Jump ahead roughly a century to the past dozen years, when we started talking seriously about the issue of homelessness in a context that was broader than just finding a place to store people.

We started forming committees and community coalitions like Kamloops Active Support Against Poverty, the Kamloops Steering Committee on Homelessness, The Kamloops Community Action Team, and, more recently, The Changing Face of Poverty and HAP.

As we turned the corner on Y2K, the Victory Inn taught us that social housing has to fit with the aspirations of neighbourhoods to be successful — a lesson repeated on Cowan Street just last week.

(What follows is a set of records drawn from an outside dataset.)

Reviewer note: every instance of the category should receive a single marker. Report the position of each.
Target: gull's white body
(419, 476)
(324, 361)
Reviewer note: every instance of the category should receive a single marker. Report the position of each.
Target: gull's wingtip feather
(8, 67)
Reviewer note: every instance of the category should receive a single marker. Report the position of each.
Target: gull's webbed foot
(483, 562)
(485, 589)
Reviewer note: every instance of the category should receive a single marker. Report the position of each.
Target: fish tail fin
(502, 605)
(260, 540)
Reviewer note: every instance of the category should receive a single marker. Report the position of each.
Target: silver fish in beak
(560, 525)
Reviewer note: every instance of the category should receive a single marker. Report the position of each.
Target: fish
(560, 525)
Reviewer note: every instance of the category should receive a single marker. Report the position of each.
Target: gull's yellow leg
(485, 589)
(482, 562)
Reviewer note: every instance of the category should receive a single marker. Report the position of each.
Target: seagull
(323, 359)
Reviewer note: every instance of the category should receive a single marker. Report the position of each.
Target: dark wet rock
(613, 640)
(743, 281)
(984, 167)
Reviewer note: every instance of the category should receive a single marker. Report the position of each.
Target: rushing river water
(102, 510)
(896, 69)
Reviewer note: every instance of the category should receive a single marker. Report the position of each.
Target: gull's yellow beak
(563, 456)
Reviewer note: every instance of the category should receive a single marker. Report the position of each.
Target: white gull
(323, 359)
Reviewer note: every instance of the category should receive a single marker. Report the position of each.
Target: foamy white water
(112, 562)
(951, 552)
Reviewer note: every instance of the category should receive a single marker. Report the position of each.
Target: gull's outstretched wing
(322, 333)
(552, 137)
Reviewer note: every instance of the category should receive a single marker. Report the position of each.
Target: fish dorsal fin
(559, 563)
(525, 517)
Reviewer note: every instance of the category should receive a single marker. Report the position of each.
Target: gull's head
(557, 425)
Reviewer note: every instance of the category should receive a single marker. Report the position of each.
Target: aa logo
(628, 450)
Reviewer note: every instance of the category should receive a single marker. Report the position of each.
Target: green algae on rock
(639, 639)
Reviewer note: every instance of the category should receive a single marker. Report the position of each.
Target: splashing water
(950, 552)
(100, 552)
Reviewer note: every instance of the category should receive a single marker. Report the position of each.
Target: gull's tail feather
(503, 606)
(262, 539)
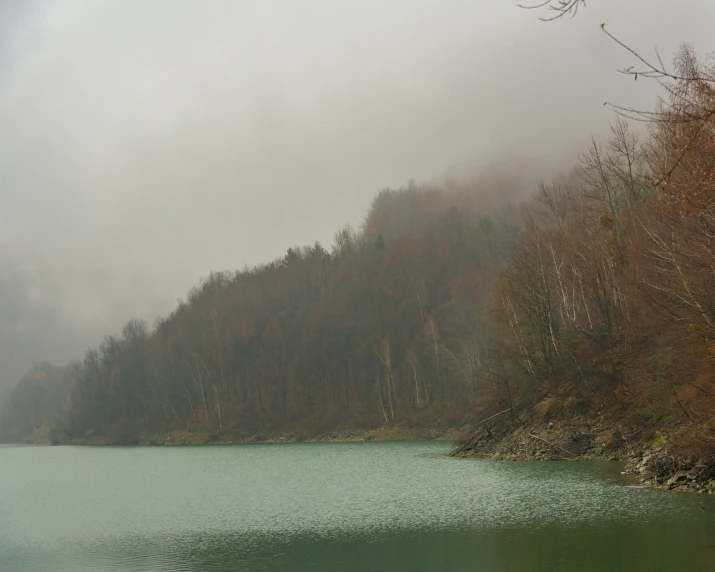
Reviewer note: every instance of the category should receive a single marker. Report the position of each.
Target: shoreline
(653, 464)
(179, 437)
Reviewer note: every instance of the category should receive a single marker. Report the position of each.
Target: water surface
(350, 506)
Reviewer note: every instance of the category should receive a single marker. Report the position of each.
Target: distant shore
(201, 437)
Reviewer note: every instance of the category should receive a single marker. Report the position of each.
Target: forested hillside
(608, 301)
(37, 403)
(387, 327)
(598, 292)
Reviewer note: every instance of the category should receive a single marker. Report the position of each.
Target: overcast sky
(146, 143)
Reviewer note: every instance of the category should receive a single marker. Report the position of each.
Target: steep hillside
(385, 329)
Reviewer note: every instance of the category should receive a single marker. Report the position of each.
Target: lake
(335, 506)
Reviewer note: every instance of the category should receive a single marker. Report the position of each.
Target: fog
(144, 144)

Then the Liberals came into power and it was an era of cutbacks. Street services weren’t exempt. Nor was welfare.

“We have to focus on the core things — health and education,” said MLA Kevin Krueger.

So homelessness became a municipal issue as well as a provincial and federal one. Somebody, after all, had to fill the gap.

In the spring of 2005, a makeshift shelter down at the river caught fire and a homeless man died.

Tent cities on the river shore became a regular part of summers in Kamloops. Sometimes, for “fun,” teens would get together and go down to the river to “beat up a bum.”

So we put up fences — literally — and in 2006 City council started tearing down the tent cities. Businesses built barricades to stop the homeless from sleeping in their doorways. As always, shoppers complained about panhandlers.

In January 2008, Henry Leland — known as “a good guy” —  froze to death in a snowbank. The former Whistler Inn is now a social-housing apartment block named after him.

Politicians began talking about “social issues such as homelessness, drug addiction, prostitution, panhandling, mental health and crime.”

Was this recognition that there are sometimes connections, or a suspicion that homeless people are all drug-addicted crazy criminals?

Persuaded by the B.C. Supreme Court, we allowed the homeless to pitch their tents in parks between 10 p.m. and 7 a.m. As long as they didn’t try to use the public washrooms.

At 7 each morning they were rousted out of bed by police and bylaws officers.

Slowly, we’ve made progress, a lot of it. We’ve had failures like Blueberry Lodge, but many more successes. Services are much better. The community and government are, at last, edging toward the effective partnership that has proved so elusive.

Some day, maybe by that targeted year of 2015, somebody will stand at a forum and mention that we once had homelessness in Kamloops.

Wouldn’t that be a fine thing?

 This column is based on a speech to the HAP forum by Daily News editor Mel Rothenburger.